Les pleurs sur la grève
Chaque grain de sable sous mes pieds, chaque embrun.
Le soleil empruntant le chemin de la chaleur jusqu'à ma chair lancinée.
La rancune d'avoir vécu les jours passés m'étranglait légèrement.
Homme défiguré, cherchant le passage dans lequel je m'étais perdu, les couloirs et les choix devenus trop nombreux m'engourdissaient la responsabilité et je ne cherchais que la fuite.
Des songes éveillés où je flottais, entre mer et sensation de ciel, en étant dissocié de mon esprit et en étant libre de mes émotions.
Bercé non seulement par des murmures de fonds marins, mais d'âme.
Mon cœur battait en accord avec mon corps, en harmonie avec la mer. Et pourtant, au plus profond de moi, une mélancolie naissait.
Car dans cet Éden aquatique, je ne souhaitais qu'une chose impossible, demeurer à jamais.
Au cœur du ciel, de la terre et de la mer.

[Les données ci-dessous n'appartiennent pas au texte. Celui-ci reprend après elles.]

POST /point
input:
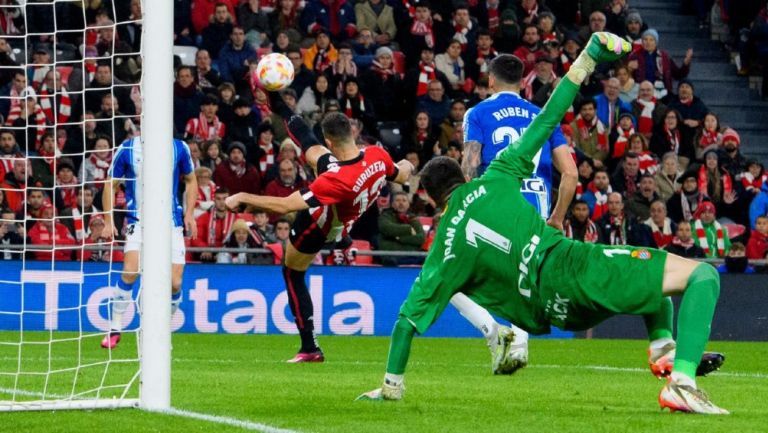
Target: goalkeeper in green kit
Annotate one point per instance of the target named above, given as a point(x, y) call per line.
point(495, 248)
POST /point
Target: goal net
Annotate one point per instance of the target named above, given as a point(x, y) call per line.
point(71, 80)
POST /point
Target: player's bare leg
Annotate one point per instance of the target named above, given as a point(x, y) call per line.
point(699, 285)
point(177, 274)
point(294, 272)
point(662, 347)
point(122, 296)
point(508, 345)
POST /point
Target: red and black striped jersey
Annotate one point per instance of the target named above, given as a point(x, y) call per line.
point(345, 189)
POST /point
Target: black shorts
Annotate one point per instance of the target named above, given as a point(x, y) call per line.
point(308, 238)
point(306, 235)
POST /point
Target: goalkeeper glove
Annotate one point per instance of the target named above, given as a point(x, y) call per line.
point(388, 391)
point(602, 47)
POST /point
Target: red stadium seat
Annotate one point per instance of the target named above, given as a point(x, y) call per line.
point(277, 252)
point(426, 223)
point(362, 246)
point(247, 217)
point(399, 59)
point(735, 230)
point(262, 51)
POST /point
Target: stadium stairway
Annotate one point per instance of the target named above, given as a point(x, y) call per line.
point(712, 73)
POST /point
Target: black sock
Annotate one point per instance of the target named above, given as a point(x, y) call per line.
point(301, 306)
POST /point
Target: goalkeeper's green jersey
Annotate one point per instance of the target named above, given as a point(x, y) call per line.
point(491, 242)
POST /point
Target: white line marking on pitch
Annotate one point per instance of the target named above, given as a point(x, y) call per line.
point(234, 422)
point(548, 366)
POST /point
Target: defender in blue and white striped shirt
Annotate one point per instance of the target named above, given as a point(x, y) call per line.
point(126, 168)
point(489, 128)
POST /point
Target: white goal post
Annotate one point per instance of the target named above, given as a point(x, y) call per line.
point(157, 133)
point(44, 366)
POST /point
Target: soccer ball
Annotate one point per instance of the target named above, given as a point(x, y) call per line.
point(275, 71)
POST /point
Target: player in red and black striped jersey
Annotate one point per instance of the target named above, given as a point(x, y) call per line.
point(349, 180)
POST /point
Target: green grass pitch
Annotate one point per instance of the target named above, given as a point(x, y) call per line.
point(449, 388)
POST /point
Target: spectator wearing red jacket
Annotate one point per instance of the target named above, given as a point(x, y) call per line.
point(530, 48)
point(286, 184)
point(653, 64)
point(757, 247)
point(235, 174)
point(336, 17)
point(14, 184)
point(214, 225)
point(207, 126)
point(95, 230)
point(48, 231)
point(203, 10)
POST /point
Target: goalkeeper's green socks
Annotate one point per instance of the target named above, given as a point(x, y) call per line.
point(695, 319)
point(659, 324)
point(122, 296)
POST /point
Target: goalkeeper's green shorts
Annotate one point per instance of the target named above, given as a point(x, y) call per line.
point(583, 284)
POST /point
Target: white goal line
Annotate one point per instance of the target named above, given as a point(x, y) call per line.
point(63, 402)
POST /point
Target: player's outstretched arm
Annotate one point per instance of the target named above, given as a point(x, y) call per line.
point(107, 197)
point(405, 170)
point(399, 351)
point(569, 178)
point(299, 131)
point(279, 205)
point(190, 198)
point(602, 47)
point(471, 158)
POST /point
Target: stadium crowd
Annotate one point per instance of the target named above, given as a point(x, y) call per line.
point(656, 167)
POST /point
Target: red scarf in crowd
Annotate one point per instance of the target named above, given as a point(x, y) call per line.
point(227, 221)
point(426, 74)
point(752, 183)
point(40, 121)
point(709, 138)
point(590, 235)
point(424, 29)
point(49, 158)
point(268, 159)
point(348, 110)
point(48, 100)
point(237, 168)
point(201, 129)
point(703, 181)
point(620, 146)
point(492, 54)
point(645, 122)
point(685, 205)
point(410, 8)
point(662, 235)
point(585, 132)
point(77, 221)
point(493, 20)
point(701, 234)
point(673, 138)
point(617, 235)
point(205, 193)
point(532, 13)
point(530, 79)
point(461, 34)
point(68, 191)
point(648, 163)
point(322, 60)
point(680, 243)
point(101, 166)
point(90, 69)
point(601, 201)
point(38, 75)
point(383, 73)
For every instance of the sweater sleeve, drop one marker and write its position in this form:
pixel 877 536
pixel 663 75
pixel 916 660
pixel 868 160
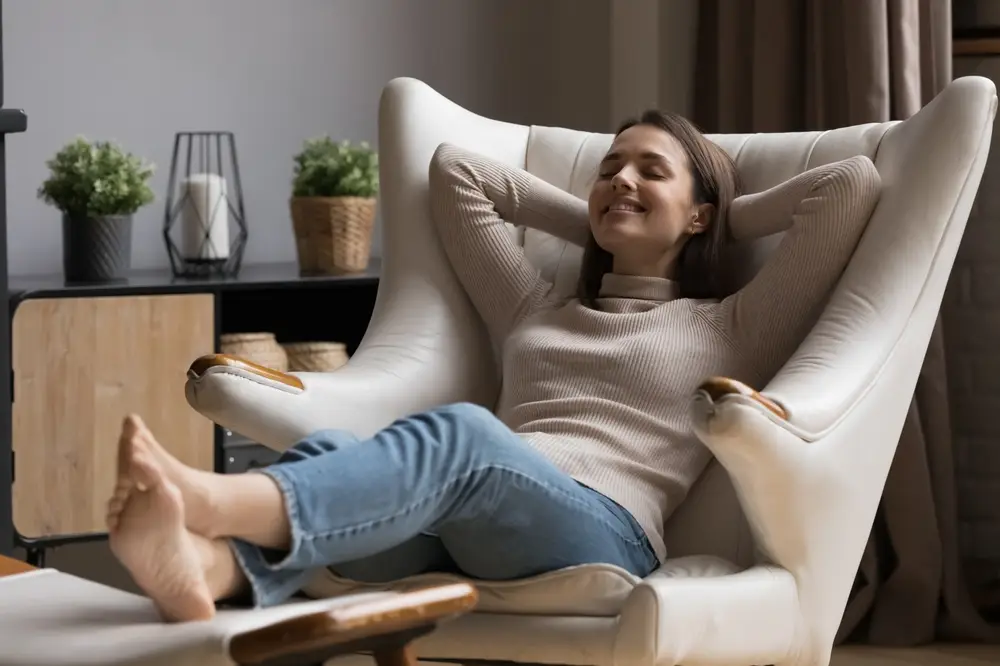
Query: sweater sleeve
pixel 472 197
pixel 824 210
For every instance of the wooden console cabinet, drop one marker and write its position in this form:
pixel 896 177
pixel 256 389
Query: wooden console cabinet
pixel 85 356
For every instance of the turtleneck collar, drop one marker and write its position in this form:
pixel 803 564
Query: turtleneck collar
pixel 658 290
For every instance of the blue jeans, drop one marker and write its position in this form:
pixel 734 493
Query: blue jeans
pixel 449 490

Je me revois âpre un soir chaud, alors que j'avais dix-sept ans, soulagé, précipiter tous mes cahiers de devoirs dans les flots tumultueux, les voyany disparaître, emportés, les pages claquant au vent comme des ailes d'oiseau.
"Pourquoi as-tu fait cela me demanda ma mère", le visage dur de mépris mais je croyais aussi cerner cette compréhension des adultes qui connaissent ce cri de liberté. Ce cri de liberté qu'eux cherchent tard le soir dans un verre de whisky vide, dans le sol peut-être, tout le regard baissé, tabagisé, émacié et le creux des yeux, la lueur volés par la journée de travail.
Au retour, avant de m'endormir, je ressens encore les lèvres ourlées, aimantes de ma mère qui m'embrassent le front tout mouillé d'avoir trop lutté contre les vagues.
Aujourd'hui, à vingt-cinq ans, les vagues de la vie, elles, ont parfois le goût amer du sel et me refroidissent la volonté.
Je n'ai pas vraiment mal, je ne me sens pas vraiment vide.
Je ne suis même pas.
Je n'ai jamais été...
Je suis un peintre à succès mais, j'ai raté mon âme
Je n'ai jamais suivi mon moi, ma personne.
C'est plutôt un nihilisme sourd qui m'habite, une sensation que rien n'a d'importance, que tout est voué à s'effriter.
En effet, le temps milite contre la vie, les amitiés s'éclipsent, les sourires durcissent et se figent, les gens vont et viennent et un jour ne reviennent pas, les rêves s'envolent et l'espoir s'anéantit.
Je suis fidèle de la mer, je suis son fils, la mer a connu tous mes pleurs, la mer m'a fasciné, elle a façonné toute mon imagination.